The Fleet Zoo
Vetted System Archetypes and Multi-Node Clusters
The Fleet Zoo defines the Structural Context of ML systems—from single microcontrollers to warehouse-scale supercomputers. Fleets combine hardware nodes, network fabric, and a count to form a complete system that the DistributedModel can analyze.
A Fleet = Node × Count + Fabric. The Node specifies which accelerator and how many per server box. The Fabric specifies how nodes talk to each other (NVLink for intra-node, InfiniBand for inter-node). Use the 3D Parallelism tutorial to see how these parameters affect training time.
Deployment Tiers
| Tier | RAM | Storage | Latency Budget |
|---|---|---|---|
| Cloud | 512 GB | 10 TB | 200 ms |
| Edge | 32 GB | 1 TB | 50 ms |
| Mobile | 8 GB | 256 GB | 30 ms |
| TinyML | 512 KiB | 4 MB | 100 ms |
Reference Nodes
| Node Name | Accelerator | Count | Intra-Node BW |
|---|---|---|---|
| DGX A100 | NVIDIA A100 | 8 | 600.0 GB/s |
| DGX B200 | NVIDIA B200 | 8 | 1800.0 GB/s |
| DGX H100 | NVIDIA H100 | 8 | 900.0 GB/s |
Production Clusters
| Cluster Name | Node Type | Node Count | Total GPUs | Fabric |
|---|---|---|---|---|
| Frontier Cluster (8192 GPUs) | DGX H100 | 1024 | 8192 | IB NDR |
| Mega Cluster (100000 GPUs) | DGX H100 | 12500 | 100000 | IB NDR |
| Production Cluster (2048 GPUs) | DGX H100 | 256 | 2048 | IB HDR |
| Research Cluster (256 GPUs) | DGX H100 | 32 | 256 | 100GbE |
How to Read the Fleet Zoo
Why Fleet Size Matters
Distributed training performance is dominated by communication overhead. As you add more nodes, each all-reduce synchronization step must transfer gradient data across the fabric. The DistributedModel models this trade-off using the ring all-reduce formula [1]:
\[T_{\text{dp}} = 2(N-1) \cdot \left(\frac{M/N}{BW} + L\right)\]
where \(N\) is the GPU count, \(M\) is the model size in bytes, and \(BW\) is the fabric bandwidth.
The Fabric Matters More Than You Think
Compare the two clusters above: both use DGX H100 nodes, but one uses 100 GbE while the other uses InfiniBand NDR. The 20x bandwidth difference dramatically changes scaling efficiency. Try both in the Scaling to 1000 GPUs tutorial to see the effect.
Deployment Tiers
The deployment tiers (Cloud, Edge, Mobile, Tiny) define the resource envelope for different deployment scenarios.

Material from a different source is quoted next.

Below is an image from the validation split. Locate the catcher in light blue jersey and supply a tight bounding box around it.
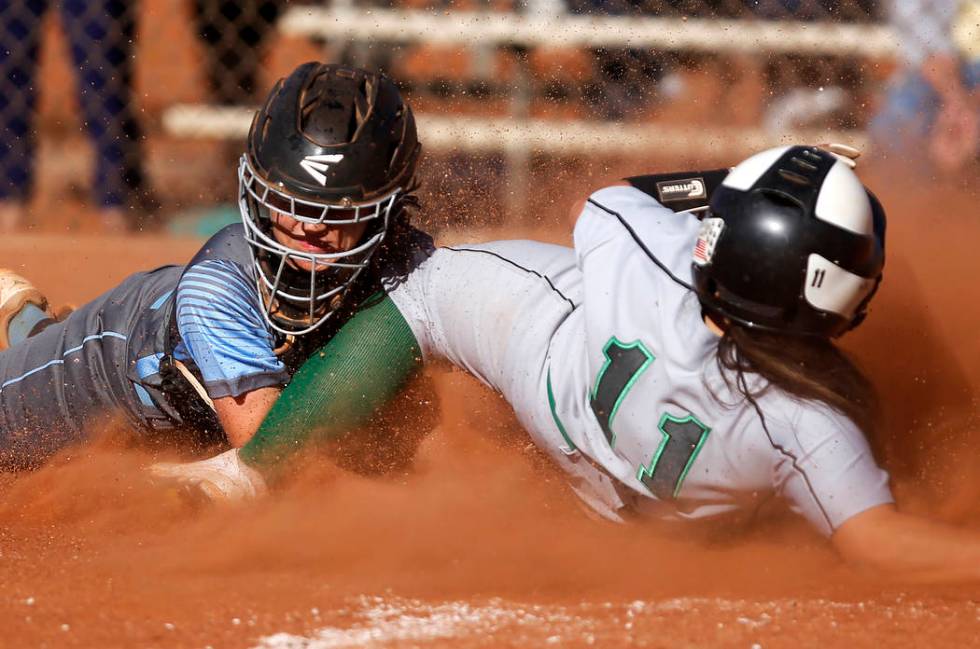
[171,146,980,581]
[0,63,431,468]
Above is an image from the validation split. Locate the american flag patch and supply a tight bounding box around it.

Each tier specifies a RAM budget, storage capacity, and latency target — constraints that determine which models are feasible.
Textbook Connection
The Distributed Training and Collective Communication chapters use fleet configurations to analyze scaling efficiency and communication bottlenecks. The Compute Infrastructure chapter covers the hardware composition of these clusters.
Note: For cluster MTBF and bisection bandwidth details, see the Fleet API Reference.